Une autre manière de vivre au mieux ses émotions est de les canaliser. Nos émotions négatives, celles qui consomment notre énergie, celles qui nous entrainent vers une humeur désagréable, peuvent être, sinon domptées, du moins endiguées. Des stratégies peuvent être mises en place afin de calmer les ardeurs de nos émotions violentes, comme la méditation.

À l’École Autrement, outre l’enseignement de la gestion des émotions et celle du conflit qui en découle, nous faisons défiler une série d’images positives tout au long des séances de cours afin de sensibiliser les élèves à cette gestion positive continue et délibérée.

Les images du tableau ci-dessous, accompagnées de leurs citations, ont pour objectif de réguler les émotions négatives de nos jeunes.
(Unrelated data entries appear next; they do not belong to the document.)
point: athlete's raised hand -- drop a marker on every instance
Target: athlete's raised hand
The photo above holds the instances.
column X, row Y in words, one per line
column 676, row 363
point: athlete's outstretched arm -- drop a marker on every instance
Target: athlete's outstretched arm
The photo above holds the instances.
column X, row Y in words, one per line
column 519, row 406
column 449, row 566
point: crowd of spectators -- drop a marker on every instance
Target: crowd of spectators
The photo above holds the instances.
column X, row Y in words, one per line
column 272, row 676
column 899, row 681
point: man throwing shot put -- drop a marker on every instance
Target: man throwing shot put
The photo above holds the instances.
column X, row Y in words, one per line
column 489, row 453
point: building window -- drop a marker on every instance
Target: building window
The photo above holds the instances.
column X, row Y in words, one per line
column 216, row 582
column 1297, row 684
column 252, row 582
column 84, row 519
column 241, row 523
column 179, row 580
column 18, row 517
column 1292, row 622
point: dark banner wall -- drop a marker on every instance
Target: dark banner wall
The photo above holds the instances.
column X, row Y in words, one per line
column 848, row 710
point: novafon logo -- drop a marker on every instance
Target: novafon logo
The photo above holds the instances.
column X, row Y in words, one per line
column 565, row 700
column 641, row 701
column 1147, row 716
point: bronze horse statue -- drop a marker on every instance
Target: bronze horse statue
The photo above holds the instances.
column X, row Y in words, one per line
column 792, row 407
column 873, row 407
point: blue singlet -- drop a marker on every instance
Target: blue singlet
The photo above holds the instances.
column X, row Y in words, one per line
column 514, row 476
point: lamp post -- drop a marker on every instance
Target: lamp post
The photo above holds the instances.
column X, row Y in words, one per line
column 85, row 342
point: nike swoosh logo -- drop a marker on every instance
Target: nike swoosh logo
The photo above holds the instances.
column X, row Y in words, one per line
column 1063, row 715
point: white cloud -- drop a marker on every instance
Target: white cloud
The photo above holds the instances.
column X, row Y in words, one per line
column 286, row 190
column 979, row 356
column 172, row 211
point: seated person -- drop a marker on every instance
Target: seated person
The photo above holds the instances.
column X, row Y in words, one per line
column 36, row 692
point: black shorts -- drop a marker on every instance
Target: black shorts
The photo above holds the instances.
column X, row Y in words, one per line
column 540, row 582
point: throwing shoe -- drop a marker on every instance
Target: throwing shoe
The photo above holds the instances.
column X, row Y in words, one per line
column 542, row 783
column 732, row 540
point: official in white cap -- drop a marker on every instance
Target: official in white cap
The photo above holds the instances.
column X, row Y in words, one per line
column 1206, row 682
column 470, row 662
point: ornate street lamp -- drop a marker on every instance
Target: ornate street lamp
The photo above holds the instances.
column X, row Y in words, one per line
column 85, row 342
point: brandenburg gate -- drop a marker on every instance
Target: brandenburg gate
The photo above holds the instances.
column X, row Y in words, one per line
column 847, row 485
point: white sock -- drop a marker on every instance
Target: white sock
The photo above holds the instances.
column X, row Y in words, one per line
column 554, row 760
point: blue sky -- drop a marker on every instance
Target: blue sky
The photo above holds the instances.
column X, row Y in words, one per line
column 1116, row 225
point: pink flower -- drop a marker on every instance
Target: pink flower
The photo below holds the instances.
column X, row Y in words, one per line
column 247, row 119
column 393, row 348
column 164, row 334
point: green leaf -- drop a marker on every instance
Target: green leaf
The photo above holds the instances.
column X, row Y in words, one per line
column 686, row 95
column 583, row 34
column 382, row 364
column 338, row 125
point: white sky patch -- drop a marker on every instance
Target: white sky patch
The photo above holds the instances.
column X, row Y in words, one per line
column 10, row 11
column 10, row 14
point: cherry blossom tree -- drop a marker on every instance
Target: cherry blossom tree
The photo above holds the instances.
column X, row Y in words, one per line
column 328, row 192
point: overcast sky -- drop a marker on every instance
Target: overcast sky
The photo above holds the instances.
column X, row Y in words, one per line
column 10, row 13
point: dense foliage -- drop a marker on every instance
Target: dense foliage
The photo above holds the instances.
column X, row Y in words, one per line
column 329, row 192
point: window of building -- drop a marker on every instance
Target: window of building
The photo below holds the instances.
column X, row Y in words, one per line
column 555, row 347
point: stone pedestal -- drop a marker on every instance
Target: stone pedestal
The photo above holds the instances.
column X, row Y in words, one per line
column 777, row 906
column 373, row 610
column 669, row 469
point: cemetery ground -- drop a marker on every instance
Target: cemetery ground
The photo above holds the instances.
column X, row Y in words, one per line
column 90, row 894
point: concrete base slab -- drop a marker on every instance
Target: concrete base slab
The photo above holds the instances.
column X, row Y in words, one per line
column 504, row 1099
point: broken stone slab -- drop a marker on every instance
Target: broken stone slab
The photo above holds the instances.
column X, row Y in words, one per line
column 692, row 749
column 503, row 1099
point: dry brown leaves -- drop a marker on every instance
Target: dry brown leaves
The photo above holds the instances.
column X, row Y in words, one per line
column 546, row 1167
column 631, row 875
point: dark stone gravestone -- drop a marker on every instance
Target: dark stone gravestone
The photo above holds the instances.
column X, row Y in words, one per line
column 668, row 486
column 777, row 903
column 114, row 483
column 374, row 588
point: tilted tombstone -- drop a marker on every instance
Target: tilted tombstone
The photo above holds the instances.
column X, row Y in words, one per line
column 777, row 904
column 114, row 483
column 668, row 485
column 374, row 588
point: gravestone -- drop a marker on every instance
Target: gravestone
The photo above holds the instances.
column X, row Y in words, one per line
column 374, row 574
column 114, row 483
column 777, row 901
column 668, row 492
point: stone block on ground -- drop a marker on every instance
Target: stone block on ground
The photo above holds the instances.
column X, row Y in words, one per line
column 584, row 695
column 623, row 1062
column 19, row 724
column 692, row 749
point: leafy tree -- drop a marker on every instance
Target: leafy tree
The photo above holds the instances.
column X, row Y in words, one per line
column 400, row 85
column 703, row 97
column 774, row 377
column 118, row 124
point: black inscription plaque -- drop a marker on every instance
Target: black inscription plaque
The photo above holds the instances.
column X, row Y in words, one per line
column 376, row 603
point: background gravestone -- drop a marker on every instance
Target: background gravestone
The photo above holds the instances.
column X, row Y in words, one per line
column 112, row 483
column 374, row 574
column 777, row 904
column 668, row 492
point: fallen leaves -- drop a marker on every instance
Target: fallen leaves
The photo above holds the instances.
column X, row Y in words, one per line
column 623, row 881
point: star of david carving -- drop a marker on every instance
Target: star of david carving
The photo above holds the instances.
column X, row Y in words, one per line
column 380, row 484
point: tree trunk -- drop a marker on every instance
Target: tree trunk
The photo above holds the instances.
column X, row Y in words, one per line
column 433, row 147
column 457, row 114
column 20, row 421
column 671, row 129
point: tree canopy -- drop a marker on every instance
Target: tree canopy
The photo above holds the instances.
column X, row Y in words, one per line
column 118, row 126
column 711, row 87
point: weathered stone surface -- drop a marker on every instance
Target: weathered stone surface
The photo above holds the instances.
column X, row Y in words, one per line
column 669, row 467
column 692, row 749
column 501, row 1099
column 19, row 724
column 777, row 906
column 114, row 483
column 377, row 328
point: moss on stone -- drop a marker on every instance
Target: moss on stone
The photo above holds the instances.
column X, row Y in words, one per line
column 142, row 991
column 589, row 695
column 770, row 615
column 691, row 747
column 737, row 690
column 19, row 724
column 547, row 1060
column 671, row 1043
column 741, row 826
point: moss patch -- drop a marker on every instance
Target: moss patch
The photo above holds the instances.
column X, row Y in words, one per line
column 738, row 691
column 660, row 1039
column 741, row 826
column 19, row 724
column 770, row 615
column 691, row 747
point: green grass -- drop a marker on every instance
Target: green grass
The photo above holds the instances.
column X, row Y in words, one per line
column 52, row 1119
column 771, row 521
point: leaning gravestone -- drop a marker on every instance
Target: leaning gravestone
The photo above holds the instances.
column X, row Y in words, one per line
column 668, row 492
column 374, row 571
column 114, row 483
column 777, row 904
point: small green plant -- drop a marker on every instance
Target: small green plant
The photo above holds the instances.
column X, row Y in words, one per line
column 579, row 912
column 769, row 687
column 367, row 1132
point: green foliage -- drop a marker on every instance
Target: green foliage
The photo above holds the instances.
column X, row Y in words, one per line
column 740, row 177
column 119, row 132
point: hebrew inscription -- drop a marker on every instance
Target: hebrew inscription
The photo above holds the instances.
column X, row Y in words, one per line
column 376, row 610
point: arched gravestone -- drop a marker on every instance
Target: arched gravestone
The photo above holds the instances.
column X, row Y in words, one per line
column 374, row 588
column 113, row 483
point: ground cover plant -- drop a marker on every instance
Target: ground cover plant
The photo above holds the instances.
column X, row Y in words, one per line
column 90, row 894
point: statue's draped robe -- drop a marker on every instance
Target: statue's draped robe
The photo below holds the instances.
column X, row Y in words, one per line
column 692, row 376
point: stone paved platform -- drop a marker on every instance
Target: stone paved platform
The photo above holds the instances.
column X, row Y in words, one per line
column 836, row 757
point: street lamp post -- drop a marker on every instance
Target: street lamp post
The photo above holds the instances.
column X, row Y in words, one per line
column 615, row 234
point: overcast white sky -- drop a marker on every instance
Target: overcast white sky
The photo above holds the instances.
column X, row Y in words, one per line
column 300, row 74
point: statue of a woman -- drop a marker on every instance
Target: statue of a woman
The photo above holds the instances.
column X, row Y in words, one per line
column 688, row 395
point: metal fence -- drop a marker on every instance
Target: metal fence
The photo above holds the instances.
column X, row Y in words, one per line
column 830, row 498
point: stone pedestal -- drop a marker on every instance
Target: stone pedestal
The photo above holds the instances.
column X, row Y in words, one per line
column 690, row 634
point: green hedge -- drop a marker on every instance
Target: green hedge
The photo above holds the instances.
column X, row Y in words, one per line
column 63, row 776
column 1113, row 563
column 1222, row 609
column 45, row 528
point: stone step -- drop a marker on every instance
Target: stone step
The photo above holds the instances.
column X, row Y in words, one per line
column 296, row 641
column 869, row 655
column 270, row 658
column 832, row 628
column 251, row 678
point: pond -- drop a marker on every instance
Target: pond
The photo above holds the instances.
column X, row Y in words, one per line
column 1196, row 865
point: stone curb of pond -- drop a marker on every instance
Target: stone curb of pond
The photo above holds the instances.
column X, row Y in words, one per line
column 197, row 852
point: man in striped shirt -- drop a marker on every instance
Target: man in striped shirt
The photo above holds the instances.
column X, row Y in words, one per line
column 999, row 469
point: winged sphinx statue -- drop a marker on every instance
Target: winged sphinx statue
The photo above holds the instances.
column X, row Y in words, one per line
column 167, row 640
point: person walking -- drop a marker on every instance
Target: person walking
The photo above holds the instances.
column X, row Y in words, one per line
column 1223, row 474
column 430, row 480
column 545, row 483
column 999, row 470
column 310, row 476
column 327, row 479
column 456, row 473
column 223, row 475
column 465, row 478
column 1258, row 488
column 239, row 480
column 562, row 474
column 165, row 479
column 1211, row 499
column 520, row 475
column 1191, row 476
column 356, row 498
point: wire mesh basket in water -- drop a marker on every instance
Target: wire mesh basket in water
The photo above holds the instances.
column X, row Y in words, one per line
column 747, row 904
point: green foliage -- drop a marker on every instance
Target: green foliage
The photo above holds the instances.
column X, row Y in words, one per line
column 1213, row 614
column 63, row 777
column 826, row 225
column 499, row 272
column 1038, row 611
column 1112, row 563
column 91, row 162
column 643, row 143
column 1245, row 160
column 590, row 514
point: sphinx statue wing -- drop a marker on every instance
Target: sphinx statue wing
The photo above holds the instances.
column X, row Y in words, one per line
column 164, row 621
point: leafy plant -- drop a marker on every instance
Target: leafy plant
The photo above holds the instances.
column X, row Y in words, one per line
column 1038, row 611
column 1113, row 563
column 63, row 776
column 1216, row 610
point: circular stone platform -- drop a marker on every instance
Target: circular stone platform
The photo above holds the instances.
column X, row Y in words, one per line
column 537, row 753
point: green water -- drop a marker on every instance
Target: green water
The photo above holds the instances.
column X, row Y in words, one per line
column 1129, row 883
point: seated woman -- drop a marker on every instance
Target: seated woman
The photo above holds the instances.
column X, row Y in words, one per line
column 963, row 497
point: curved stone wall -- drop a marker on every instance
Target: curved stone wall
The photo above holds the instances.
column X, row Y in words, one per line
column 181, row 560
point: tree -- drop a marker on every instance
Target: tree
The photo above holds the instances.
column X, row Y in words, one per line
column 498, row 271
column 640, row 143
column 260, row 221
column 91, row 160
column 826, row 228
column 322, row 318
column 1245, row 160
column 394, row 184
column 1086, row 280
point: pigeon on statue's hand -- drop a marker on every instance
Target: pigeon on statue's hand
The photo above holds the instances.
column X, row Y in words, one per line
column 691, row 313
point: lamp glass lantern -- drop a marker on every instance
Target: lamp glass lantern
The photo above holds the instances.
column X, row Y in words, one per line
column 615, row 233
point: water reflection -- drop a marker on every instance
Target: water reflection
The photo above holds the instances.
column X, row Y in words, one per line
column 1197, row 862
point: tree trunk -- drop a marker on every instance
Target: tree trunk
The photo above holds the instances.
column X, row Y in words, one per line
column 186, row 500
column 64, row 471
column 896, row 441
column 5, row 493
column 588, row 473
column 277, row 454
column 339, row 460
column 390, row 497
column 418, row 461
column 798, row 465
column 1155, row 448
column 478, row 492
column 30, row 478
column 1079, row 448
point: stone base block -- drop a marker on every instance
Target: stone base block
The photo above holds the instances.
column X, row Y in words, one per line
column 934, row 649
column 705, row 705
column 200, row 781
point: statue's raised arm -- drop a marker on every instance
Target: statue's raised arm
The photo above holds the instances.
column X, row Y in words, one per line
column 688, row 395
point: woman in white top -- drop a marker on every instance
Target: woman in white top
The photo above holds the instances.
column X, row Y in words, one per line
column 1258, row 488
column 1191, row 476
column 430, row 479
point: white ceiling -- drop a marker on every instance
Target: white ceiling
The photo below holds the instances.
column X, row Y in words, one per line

Par exemple, lorsque nous désirons provoquer une joie (en jaune dans l’humeuromètre), nous pouvons puiser, dans la colonne « je partage ma joie », des encouragements à remonter la pente. Ce tableau est une sorte de manne dans laquelle je peux puiser, personnellement, en cas de dérive.

Je calme la colère

Je partage  la joie

Je réconforte la tristesse

je protège la peur

Sanction et réparation

Un besoin non reconnu entraine une émotion qui crée le conflit en nous ou avec l’Autre. L’acte qui s’en suit nous mène dans la spirale de la violence, entrainant l’Autre dans cette même révolution par la non-reconnaissance de son propre besoin. L’acte violent demande réparation. Il s’agit, aux yeux de la communauté, d’un acte demandant une sanction éducative.

Les premières lois et les premiers codes moraux – celui d’Hammourabi, les dix Commandements et les édits de l’empereur Ashoka – sont à prendre comme des tentatives pour canaliser, maitriser et domestiquer les passions humaines (Daniel Goleman,1998) . La société a été obligée d’imposer à l’individu des règles destinées à contenir le déchainement trop facile des émotions (Sigmund Freud, 1989). Il en est de même pour la sanction éducative. Elle a pour but la sensibilisation de la personne ayant commis une violation de la Loi. Elle sépare l’acte de la personne : elle permet à l’auteur de l’acte de ne pas être identifiée à son acte : Tu as volé, mais tu n’es pas un voleur. Une fois ton acte puni, tu reviens dans le groupe lavé et pardonné.

Ateliers éducatifs

Or, nous naissons avec une prédisposition innée à communiquer, à ressentir une large gamme d’émotions et à les réguler en cas de besoin. Nous naissons même avec des capacités empathiques, une intuition morale et un sens de la justice profond (Céline Alvarez, 2016). C’est pour cela qu’au-delà de la sanction, il y a la réparation : l’élément qui permet le retour au groupe. C’est en ce sens que les retenues et les jours de renvoi doivent être abolis. Ces démarches sanctionnantes ne font qu’agrandir encore le gouffre entre l’école et les familles. Ils engendrent un décrochage scolaire par le dégoût et l’incompréhension du jeune puni. Aujourd’hui, la punition doit être remplacée par des Ateliers Éducatifs.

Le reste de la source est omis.